Grote bedrijven betalen wél belastingen

Grote bedrijven betalen in België nauwelijks belastingen, zo lijkt het. Veel meer dan perceptie is dat niet. De vennootschapsbelasting verhogen, is bovendien een gevaarlijk scenario. In dat geval dreigen de investeringen in onze economie op te drogen.

Belgische bedrijven betalen te weinig belastingen. Het is een veel gehoorde kritiek. Dankzij allerlei aftrekken en systemen als de notionele-intrestaftrek betalen sommige bedrijven inderdaad amper vennootschapsbelasting. De 500 ondernemingen die in 2011 op basis van de Trends Top 30.000 de grootste winsten boekten, werden gemiddeld tegen amper 5,44 procent belast. Van hun 52,7 miljard euro winst hebben ze iets meer dan 3 miljard euro in de staatskas gestort.
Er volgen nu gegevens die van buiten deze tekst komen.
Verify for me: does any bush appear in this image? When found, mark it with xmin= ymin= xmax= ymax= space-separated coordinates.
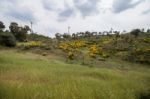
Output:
xmin=0 ymin=32 xmax=16 ymax=47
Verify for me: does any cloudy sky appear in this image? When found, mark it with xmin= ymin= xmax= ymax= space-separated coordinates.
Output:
xmin=0 ymin=0 xmax=150 ymax=36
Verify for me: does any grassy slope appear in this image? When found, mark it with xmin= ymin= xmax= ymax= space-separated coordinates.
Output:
xmin=0 ymin=50 xmax=150 ymax=99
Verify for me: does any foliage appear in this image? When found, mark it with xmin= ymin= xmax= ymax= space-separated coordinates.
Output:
xmin=0 ymin=32 xmax=16 ymax=47
xmin=0 ymin=21 xmax=5 ymax=32
xmin=0 ymin=50 xmax=150 ymax=99
xmin=17 ymin=41 xmax=42 ymax=49
xmin=131 ymin=29 xmax=141 ymax=37
xmin=9 ymin=22 xmax=30 ymax=42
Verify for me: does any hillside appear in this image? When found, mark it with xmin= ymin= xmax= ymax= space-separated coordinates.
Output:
xmin=0 ymin=49 xmax=150 ymax=99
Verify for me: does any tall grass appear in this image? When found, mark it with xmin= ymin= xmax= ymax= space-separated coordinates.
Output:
xmin=0 ymin=50 xmax=150 ymax=99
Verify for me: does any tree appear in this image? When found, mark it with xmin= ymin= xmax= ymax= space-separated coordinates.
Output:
xmin=0 ymin=32 xmax=16 ymax=47
xmin=9 ymin=22 xmax=19 ymax=37
xmin=147 ymin=29 xmax=150 ymax=33
xmin=130 ymin=29 xmax=141 ymax=37
xmin=0 ymin=21 xmax=5 ymax=31
xmin=55 ymin=33 xmax=61 ymax=40
xmin=9 ymin=22 xmax=30 ymax=42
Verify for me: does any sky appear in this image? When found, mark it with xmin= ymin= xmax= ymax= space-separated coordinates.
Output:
xmin=0 ymin=0 xmax=150 ymax=37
Dat is vreemd, aangezien het nominale tarief in de vennootschapsbelasting 33,99 procent bedraagt. Maar bedrijven maken gebruik van allerlei wettelijke mechanismen om minder vennootschapsbelasting te betalen. De techniek van de definitief belaste inkomsten (DBI) is daarbij van nut. Om te vermijden dat inkomsten meerdere keren belast worden als ze van een filiaal naar het moederbedrijf worden overgeheveld, voorziet de Europese wetgever in een systeem van vrijstelling. In België is die 95 procent. Het betekent dat dividenden die doorgestort worden door een (Belgisch of buitenlands) filiaal aan de moederonderneming in België slechts voor 5 procent belast worden. Waarom? Omdat de inkomsten die door het filiaal gegenereerd werden, al belast werden in België of in het buitenland.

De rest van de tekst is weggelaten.